Peer-to-peer lending


by Rodney Hylton-Potts

 

A commercial peer-to-peer lender pools money from various sources (individual savers, pension funds, councils, even government) and lends it to businesses looking for a loan.

Interest rates (currently 7-10%) are often lower than those offered by traditional lenders, including banks. This is because peer-to-peer lending schemes are not ‘bricks and mortar’ businesses, but use the internet to bring lenders and borrowers together.

Fees are transparent – typically between 2-4% of the amount borrowed. Peer-to-peer lenders do not offer ‘add-on’ products such as swaps, insurance or hedging.

Time from application to funds being released is typically 12 days.

The Bank of England believes peer-to-peer lending will present a major challenge to the banks over the next decade and might even make their intermediated model of finance obsolete. At present, these companies are tiny. But so, a decade and a half ago, was Google. If eBay can solve the “lemons problem” [substandard products] in the second-hand sales market, it can be done in the market for loans.

With open access to borrower information, held centrally and virtually, there is no reason why end-savers and end-investors cannot connect directly. The banking middlemen may in time become the surplus links in the chain. Where music and publishing have led, finance could follow.

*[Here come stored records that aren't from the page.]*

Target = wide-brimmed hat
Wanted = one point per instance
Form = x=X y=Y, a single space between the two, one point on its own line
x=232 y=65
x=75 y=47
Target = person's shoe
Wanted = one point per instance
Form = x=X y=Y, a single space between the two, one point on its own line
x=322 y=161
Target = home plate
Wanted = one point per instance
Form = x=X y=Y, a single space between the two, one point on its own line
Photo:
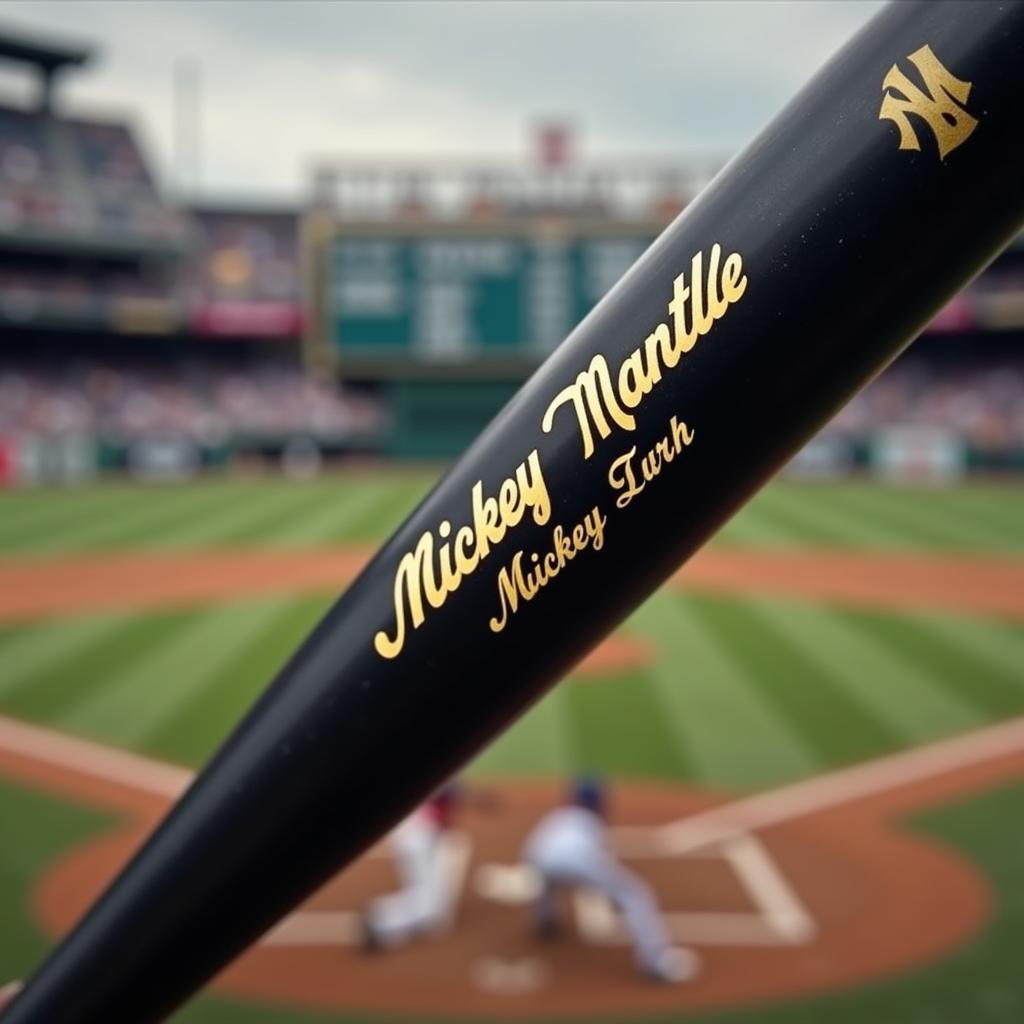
x=513 y=976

An information web, linked by a common language, makes that disintermediated model of finance a more realistic possibility.

 

What we are seeing now is more and more businesses who are not even attempting to go to their bank in the first place; because everything they have seen in the news appears painful and their experience of their banks over the last few years has been quite negative.

The funding process is two-stage: a credit expert will vet a loan application for suitability and assign it a risk rating perhaps  from A+ to C, usually within 24 hours of the application being made. Then it is put up in the market for seven days. At present the government is funding 20% of all loans on the market, through its Business Finance Partnership, and the remaining 80% of funds comprises the lowest bids.

So if a firm wanted to borrow £100, the government would commit £20 and the remaining £80 would be borrowed from the lenders offering the lowest interest rates. The borrower pays the aggregate interest rate of the lowest (winning) bidders.